Jika Jeko tersentak, Daren pun tercengang.
"Loh, kalian saling ke..."
"Daren yang waktu itu terkenal gara-gara mengerjakan kalkulus kurang dari 30 detik!" Seru gadis itu antusias. "Kau ingat tidak? Konyol benar tingkahmu saat pertama kali menyaksikan musim gugur di halaman belakang sekolah."
Daren nanap, membuatnya tak bisa berkata apapun. Ia tidak menyangka akan bertemu teman lama disini.
Teman lama! batinnya menegaskan.
Satu dua detik berlalu. Jeko gemas melihat anak buahnya tak bereaksi apa-apa selagi cucu pak bos berbuih-buih menceritakan memori lama. Alih-alih berjabat tangan atau menyapa, Daren malah mematung.

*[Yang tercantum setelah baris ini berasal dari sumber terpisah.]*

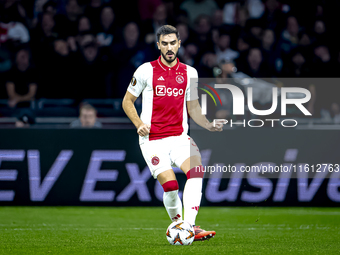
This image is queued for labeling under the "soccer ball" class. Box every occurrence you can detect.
[166,220,195,245]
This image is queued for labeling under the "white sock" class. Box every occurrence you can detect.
[163,190,183,221]
[183,178,203,225]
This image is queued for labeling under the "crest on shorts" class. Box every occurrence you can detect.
[130,76,137,86]
[176,75,184,83]
[151,156,159,166]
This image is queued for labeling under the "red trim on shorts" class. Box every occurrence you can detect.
[162,180,178,192]
[187,165,204,179]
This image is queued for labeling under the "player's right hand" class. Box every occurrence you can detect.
[137,123,151,136]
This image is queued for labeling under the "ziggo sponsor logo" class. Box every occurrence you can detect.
[156,85,184,97]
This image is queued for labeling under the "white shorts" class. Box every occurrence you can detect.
[140,135,201,179]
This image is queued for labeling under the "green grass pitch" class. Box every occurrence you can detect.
[0,207,340,255]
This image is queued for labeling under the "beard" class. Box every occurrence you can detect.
[161,51,178,64]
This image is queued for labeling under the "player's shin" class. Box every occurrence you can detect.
[183,166,204,225]
[162,180,182,221]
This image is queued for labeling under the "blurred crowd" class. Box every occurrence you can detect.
[0,0,340,121]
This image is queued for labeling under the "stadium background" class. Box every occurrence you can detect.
[0,0,340,206]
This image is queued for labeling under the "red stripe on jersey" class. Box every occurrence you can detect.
[149,57,187,140]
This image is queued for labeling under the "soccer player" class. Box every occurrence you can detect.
[123,25,222,241]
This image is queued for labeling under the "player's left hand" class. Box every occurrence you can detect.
[207,119,228,132]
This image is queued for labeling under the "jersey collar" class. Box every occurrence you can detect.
[157,56,179,71]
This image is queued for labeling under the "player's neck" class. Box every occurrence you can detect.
[161,56,178,67]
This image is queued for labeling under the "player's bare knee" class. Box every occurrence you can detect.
[186,165,204,179]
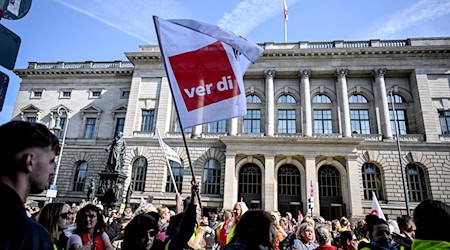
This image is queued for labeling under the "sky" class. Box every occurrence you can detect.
[0,0,450,124]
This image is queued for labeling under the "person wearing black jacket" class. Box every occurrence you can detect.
[0,121,59,250]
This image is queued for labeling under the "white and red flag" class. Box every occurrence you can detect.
[284,0,289,21]
[156,128,182,165]
[153,16,263,128]
[370,191,386,220]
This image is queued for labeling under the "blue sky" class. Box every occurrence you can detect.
[0,0,450,124]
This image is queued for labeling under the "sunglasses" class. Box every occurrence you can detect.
[59,212,72,219]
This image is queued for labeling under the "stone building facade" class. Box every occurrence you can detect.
[12,38,450,219]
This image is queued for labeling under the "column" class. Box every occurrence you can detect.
[304,155,320,215]
[336,69,352,137]
[347,155,363,218]
[263,156,278,211]
[300,70,312,137]
[264,70,275,136]
[228,117,239,135]
[223,153,238,210]
[372,69,392,139]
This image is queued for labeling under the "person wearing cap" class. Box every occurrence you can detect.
[0,121,59,250]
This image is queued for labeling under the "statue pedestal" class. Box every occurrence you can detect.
[97,168,127,209]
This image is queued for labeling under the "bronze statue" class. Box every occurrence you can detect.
[105,132,127,172]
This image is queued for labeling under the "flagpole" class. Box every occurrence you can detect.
[153,16,202,208]
[389,91,410,216]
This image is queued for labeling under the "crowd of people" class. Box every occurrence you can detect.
[0,121,450,250]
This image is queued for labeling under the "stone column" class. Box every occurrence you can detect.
[300,70,312,137]
[263,156,278,211]
[304,155,320,215]
[228,117,239,135]
[264,70,275,136]
[336,69,352,137]
[372,69,392,139]
[223,153,238,210]
[347,156,363,218]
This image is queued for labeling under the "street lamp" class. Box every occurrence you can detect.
[49,106,69,203]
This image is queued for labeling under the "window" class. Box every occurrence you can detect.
[114,118,125,135]
[277,95,296,103]
[72,161,88,192]
[132,157,147,192]
[246,95,261,103]
[208,120,227,133]
[312,95,331,103]
[313,109,333,134]
[389,109,408,135]
[244,109,261,133]
[202,159,221,194]
[141,110,155,132]
[166,161,184,194]
[278,109,296,134]
[362,163,384,200]
[406,163,428,202]
[84,118,97,139]
[439,111,450,135]
[350,109,370,134]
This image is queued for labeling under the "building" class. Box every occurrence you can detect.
[12,38,450,218]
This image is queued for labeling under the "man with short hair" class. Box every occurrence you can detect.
[0,121,59,250]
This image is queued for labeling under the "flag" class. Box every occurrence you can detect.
[153,16,263,128]
[370,191,386,220]
[156,128,182,165]
[284,0,289,22]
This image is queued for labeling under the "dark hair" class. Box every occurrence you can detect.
[75,204,106,237]
[122,214,158,250]
[0,121,59,175]
[230,209,275,249]
[414,200,450,242]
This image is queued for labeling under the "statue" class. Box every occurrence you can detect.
[87,178,95,201]
[105,132,126,172]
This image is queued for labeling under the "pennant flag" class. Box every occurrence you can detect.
[284,0,289,22]
[370,191,386,220]
[153,16,263,128]
[156,128,182,165]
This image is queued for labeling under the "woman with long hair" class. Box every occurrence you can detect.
[67,204,113,250]
[37,202,72,250]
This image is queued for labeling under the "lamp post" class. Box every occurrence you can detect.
[49,106,69,203]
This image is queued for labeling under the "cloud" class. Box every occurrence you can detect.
[218,0,298,35]
[54,0,186,44]
[374,0,450,38]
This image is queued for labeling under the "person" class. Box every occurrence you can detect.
[315,226,337,250]
[121,213,159,250]
[66,204,113,250]
[339,231,358,250]
[411,200,450,250]
[0,121,59,250]
[37,202,72,250]
[105,132,127,171]
[223,209,275,250]
[294,223,319,250]
[227,201,248,244]
[358,214,397,250]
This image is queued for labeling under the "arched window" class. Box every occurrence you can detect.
[348,95,370,134]
[72,161,88,192]
[277,95,296,103]
[278,165,301,197]
[132,157,147,192]
[202,159,221,194]
[387,95,408,135]
[166,161,184,194]
[406,163,428,202]
[362,163,384,200]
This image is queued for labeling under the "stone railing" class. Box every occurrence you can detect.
[28,61,134,69]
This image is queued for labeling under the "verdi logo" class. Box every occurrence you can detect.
[169,41,240,111]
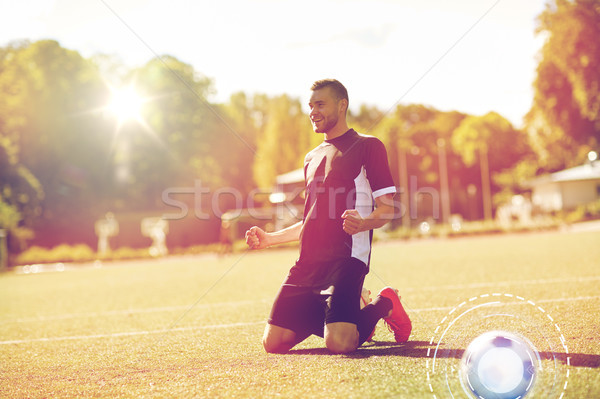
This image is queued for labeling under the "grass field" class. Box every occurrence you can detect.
[0,232,600,398]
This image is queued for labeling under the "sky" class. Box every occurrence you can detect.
[0,0,546,127]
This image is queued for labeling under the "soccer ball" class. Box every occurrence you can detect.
[460,331,539,399]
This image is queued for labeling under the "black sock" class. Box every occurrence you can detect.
[357,295,394,346]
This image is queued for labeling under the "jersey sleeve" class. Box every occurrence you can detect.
[365,137,396,198]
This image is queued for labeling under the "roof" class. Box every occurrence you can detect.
[275,168,304,188]
[527,161,600,186]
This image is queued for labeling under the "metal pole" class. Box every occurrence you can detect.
[437,138,450,225]
[398,142,410,230]
[480,144,492,220]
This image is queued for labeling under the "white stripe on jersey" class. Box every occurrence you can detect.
[351,166,373,265]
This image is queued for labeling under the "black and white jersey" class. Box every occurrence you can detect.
[298,129,396,266]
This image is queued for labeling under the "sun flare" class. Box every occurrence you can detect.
[108,86,144,122]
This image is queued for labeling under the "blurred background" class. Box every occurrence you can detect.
[0,0,600,266]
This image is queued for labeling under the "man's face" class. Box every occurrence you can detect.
[308,87,342,133]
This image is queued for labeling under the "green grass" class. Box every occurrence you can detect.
[0,233,600,398]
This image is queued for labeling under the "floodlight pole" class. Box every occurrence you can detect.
[479,143,492,220]
[437,138,450,225]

"Ahaha, reuni kecil-kecilan ya Ren? Udah kenal ini siapa kan?" Jeko menepuk bahu Daren, mencoba mencairkan suasana.
"Ilyus..."
"Hei bodoh! Dia ini cucunya Kakek Bewok tahu. Setidaknya sapa dong! Jangan diam saja!" bisik Jeko lalu kabur dari hawa aneh Daren dan Ilyusa.
"Yus, kok bisa?"
Pintar dalam teori dan hitungan, bukan berarti pandai dalam menghadapi situasi canggung, itulah Daren. Putra desa biasa dengan keunggulan luar biasa. Sederhana tetapi istimewa.